Obviously at first glance, this is quite a surprise to someone who spends his time discussing cloud with customers. The report says that companies most likely to be using cloud-related services are larger companies and companies operating in the services sector. This is actually counterintuitive and in straight contradiction with results of many other studies pointing to SMB as the main cloud adopters.
So, why this discrepancy, and is cloud really irrelevant for IT? I believe the difficulty starts with the word “cloud” itself. So, let’s go back to basics and look at the NiST cloud definition: “Cloud computing is a model for enabling convenient, on-demand network access to a shared pool of configurable computing resources (e.g., networks, servers, storage, applications, and services) that can be rapidly provisioned and released with minimal management effort or service provider interaction.”
This definition actually covers two vastly different models:
- Cloud as an evolution of the datacenter, where combining virtualization, automation, standardization and self-provisioning, users can get access to a series of services (formally known as applications) that are loosely coupled together through common data environments. Very often this results in the implementation of (hosted) private clouds.
- Cloud as a new business model, in which users consume services from a variety of (external) sources without care of the underlying infrastructure. The pay-per-use model (actually mostly a misnomer) is essentially associated with this model. This is typically where public cloud services are consumed.
So, why would IT find cloud irrelevant?
The first model is definitely relevant for IT professionals, but many will tell you they are on the way (translate this to they do virtualization mainly) and just see this as an evolution of what they have been doing for the last several years. So, they do not think of this work as moving to cloud.
The second one scares them. Not only because it could cost them their job all together (why do you still need an IT department?), but also because it makes management, security and compliance complex to operate. So many are in denial mode. They forget however that increasingly IT literate business users bypass IT all together and consume such services from external sources. It’s interesting to see the astonishment of many IT professionals when talking about “Shadow IT.”
Most IT departments of larger enterprises are trying out cloud computing, either by experimenting with public cloud services such as Amazon Web Services, Google Apps, Microsoft Azure, or by implementing a small private cloud focused on the provision of development and test environments to the application developers in IT. They are looking at gaining a clear understanding of what the implications are of migrating to a cloud model (seen for most as the first one). Some, under intense cost pressure from the business, have migrated e-mail and a couple other commoditized services to the cloud, often not realizing the implications (compliance, legal and others) of doing this.

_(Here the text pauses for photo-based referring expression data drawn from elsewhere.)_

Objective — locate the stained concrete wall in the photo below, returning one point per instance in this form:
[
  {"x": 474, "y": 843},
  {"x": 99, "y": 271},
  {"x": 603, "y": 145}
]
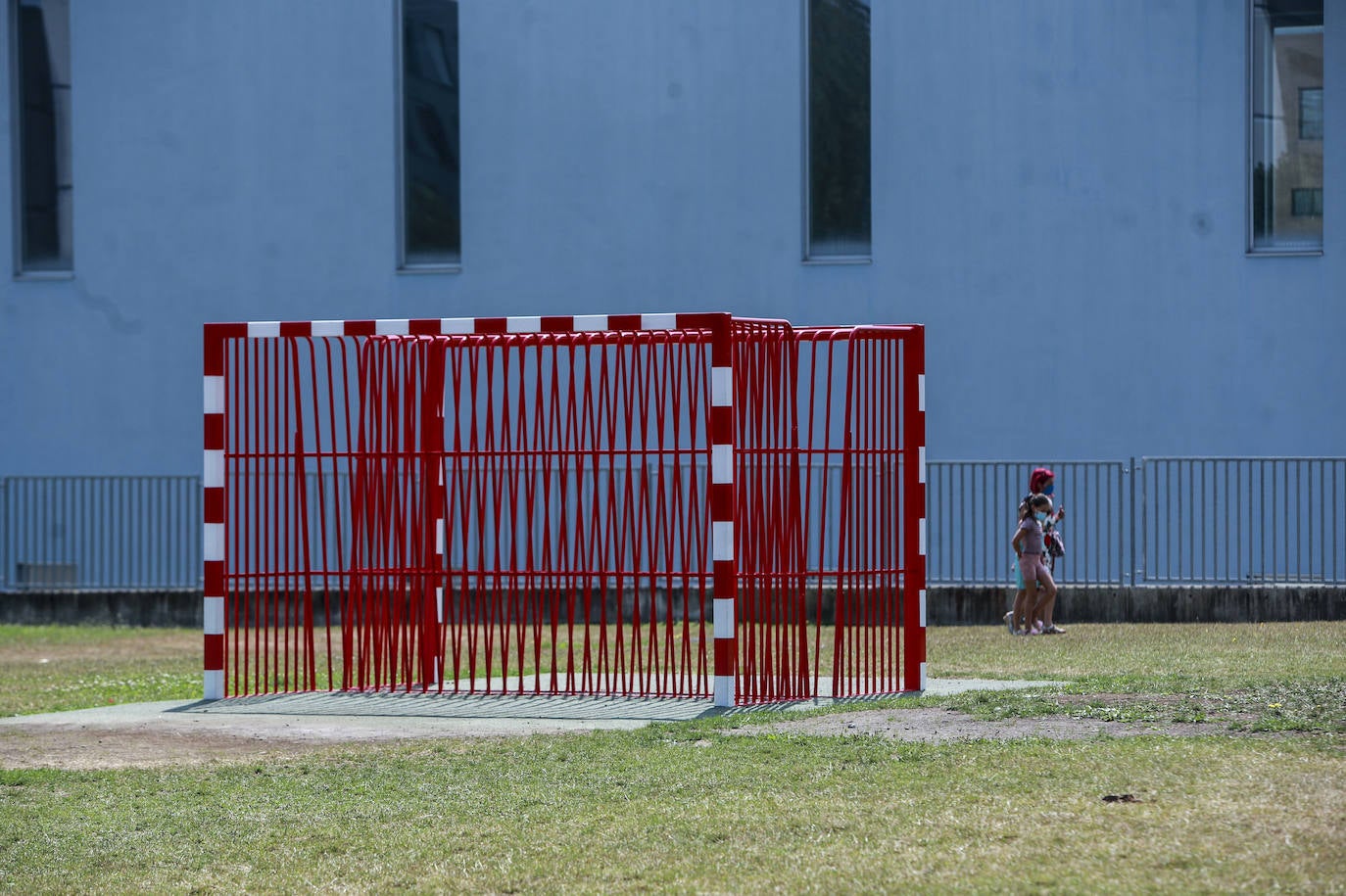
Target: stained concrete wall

However, in my experience, only a couple larger enterprises have gone further and understood the true potential of cloud to address new business needs, to provide new services to their customers and to increase responsiveness, agility and flexibility. I realize I’m throwing a lot at you here. Keep with me, over the next blog entries I will spend more time discussing each of those statements. They deserve it.
Transformation is coming
Actually, is cloud relevant to IT? Who cares? What is important is that IT is at the verge of a fundamental transformation that will affect all of us. As IT becomes increasingly relevant to the core of the business, its delivery, its management and its operations will transform drastically. Whether we call this cloud, IT-as–a-Service, Everything-as-a-Service or use any other word, it does not matter. What matters is that we need to prepare ourselves for the transformation to come.
So, I’m making a couple strong comments here, do you agree with me? Do you see this also in your business? Let’s start the dialogue.